/*
1007. Prime Pair Conjecture (20)
Let us define dn as: dn = pn+1 - pn, where pi is the ith prime number. Obviously d1=1 and dn is even for n>1. The "prime pair conjecture" states that "there are infinitely many pairs of adjacent prime numbers that differ by 2".
Now given any positive integer N (< 10^5), please count the number of prime pairs that satisfy the conjecture not exceeding N.
Input format: Each test input contains 1 test case, giving a positive integer N.
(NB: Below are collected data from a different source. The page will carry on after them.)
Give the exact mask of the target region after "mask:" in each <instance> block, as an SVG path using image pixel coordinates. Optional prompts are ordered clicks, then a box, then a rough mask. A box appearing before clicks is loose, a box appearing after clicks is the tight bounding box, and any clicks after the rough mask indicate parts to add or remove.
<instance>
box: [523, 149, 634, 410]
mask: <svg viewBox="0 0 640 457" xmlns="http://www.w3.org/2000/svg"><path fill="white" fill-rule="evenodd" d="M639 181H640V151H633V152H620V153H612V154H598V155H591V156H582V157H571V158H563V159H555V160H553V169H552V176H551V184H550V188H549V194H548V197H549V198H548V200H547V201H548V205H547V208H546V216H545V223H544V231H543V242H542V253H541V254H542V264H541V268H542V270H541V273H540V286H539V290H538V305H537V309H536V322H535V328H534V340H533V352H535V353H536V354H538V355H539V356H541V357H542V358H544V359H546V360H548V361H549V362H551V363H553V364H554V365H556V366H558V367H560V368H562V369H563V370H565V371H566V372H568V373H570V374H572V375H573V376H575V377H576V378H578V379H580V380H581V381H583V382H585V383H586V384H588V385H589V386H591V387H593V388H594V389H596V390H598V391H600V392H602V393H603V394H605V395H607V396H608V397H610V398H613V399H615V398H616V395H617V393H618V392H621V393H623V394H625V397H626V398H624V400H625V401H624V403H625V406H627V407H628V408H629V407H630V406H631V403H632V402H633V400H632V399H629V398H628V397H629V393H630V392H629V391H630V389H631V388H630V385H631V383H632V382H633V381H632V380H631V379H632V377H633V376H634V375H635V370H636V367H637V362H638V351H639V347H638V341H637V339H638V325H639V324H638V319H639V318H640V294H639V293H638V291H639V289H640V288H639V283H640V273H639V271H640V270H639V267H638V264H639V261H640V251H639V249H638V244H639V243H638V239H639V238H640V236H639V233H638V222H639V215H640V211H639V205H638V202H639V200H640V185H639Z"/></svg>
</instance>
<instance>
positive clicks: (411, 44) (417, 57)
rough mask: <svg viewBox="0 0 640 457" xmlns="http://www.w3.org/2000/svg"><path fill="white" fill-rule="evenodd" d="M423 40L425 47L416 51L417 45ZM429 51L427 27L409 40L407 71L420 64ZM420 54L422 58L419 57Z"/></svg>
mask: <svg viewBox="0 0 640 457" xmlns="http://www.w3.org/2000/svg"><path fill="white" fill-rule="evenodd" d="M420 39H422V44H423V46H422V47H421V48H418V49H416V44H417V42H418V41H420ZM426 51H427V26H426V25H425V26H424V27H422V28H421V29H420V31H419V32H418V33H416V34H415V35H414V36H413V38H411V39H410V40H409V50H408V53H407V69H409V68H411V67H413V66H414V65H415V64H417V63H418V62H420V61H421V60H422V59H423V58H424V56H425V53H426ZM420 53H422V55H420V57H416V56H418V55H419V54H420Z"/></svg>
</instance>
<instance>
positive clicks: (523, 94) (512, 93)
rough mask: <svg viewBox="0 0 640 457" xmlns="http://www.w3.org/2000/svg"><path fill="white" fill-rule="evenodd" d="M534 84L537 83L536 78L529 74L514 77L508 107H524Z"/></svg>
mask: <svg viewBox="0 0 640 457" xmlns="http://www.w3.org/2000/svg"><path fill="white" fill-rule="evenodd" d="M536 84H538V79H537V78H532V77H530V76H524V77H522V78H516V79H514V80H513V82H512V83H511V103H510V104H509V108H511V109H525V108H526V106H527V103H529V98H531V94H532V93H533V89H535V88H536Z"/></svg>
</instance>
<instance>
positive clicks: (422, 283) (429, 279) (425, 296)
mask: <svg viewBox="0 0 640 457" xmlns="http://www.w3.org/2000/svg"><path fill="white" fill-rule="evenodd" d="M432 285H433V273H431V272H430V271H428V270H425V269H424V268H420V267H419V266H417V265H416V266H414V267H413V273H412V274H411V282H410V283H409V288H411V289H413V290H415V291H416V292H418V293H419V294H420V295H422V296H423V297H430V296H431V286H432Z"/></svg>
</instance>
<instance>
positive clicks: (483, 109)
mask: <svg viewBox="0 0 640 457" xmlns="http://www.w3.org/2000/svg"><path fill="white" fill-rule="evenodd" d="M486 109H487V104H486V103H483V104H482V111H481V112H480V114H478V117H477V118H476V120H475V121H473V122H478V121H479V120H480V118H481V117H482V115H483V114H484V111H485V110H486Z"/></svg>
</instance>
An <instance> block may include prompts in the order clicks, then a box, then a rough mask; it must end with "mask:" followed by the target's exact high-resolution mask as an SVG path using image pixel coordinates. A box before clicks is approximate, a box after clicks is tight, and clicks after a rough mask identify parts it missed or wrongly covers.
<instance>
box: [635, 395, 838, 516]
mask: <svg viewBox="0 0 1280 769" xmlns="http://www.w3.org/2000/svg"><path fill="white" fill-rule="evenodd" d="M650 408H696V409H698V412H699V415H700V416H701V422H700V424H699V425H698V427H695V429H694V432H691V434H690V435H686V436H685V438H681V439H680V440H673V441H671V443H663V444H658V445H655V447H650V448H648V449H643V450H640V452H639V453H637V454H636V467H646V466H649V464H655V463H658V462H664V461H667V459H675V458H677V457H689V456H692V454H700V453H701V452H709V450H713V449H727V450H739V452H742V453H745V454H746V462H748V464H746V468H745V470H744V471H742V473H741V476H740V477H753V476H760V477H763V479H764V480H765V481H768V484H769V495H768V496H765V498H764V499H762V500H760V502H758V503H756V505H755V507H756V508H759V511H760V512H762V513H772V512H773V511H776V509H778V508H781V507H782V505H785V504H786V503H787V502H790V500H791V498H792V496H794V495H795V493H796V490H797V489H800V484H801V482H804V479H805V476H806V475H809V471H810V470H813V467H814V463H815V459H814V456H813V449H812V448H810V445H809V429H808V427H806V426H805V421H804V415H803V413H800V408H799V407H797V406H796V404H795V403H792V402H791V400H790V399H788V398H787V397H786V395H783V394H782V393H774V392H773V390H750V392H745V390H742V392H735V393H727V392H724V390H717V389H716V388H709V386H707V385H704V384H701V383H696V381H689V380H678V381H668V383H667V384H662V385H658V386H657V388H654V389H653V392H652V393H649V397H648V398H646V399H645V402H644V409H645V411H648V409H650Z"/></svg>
Output format: The output of each test case occupies one line, and does not exceed the number of N prime pairs that satisfy the conjecture.
Input sample:
20
Sample output:
4
*/
/*
Ideas:
1. Enter a positive integer n;
2. Create a prime-marked integer array prime_array[n+1], and initialize the element to 0;
3. Starting from 2, that is, prime_array[2], traverse the elements of the array prime_array to n in turn (+1), and determine whether each element is a prime number. If the current element is a prime number, mark prime_array[i] as 1;
4. Determine whether prime_array[i-2] is marked as a prime number, if so, count it, otherwise, execute the next bit.
the complexity:
O(n^2);
*/
#include<stdio.h>
#include<math.h>
bool isPrime(int n){
int k;
k = sqrt(n);
for(int j=2;j<=k;j++){
if(n%j==0)
return false;
}
return true;
}
int main(){
int n,prime_count = 0;
int *prime_array;//Marked array with memory function.
scanf("%d", &n);
prime_array = new int [n+1];
if(n>1){
prime_array[0]=0;
prime_array[1]=0;
}
for(int i=2;i<=n;i++){//Note: equal sign, details!
prime_array[i]=0;//Initialize prime mark element
if(isPrime(i) == true){
prime_array[i] = 1;
if(prime_array[i-2] == 1)
prime_count++;
}
}
//test
// for(int i=0;i<n;i++){
// printf("%d ", prime_array[i]);
// }
// printf("\n");
printf("%d", prime_count);
}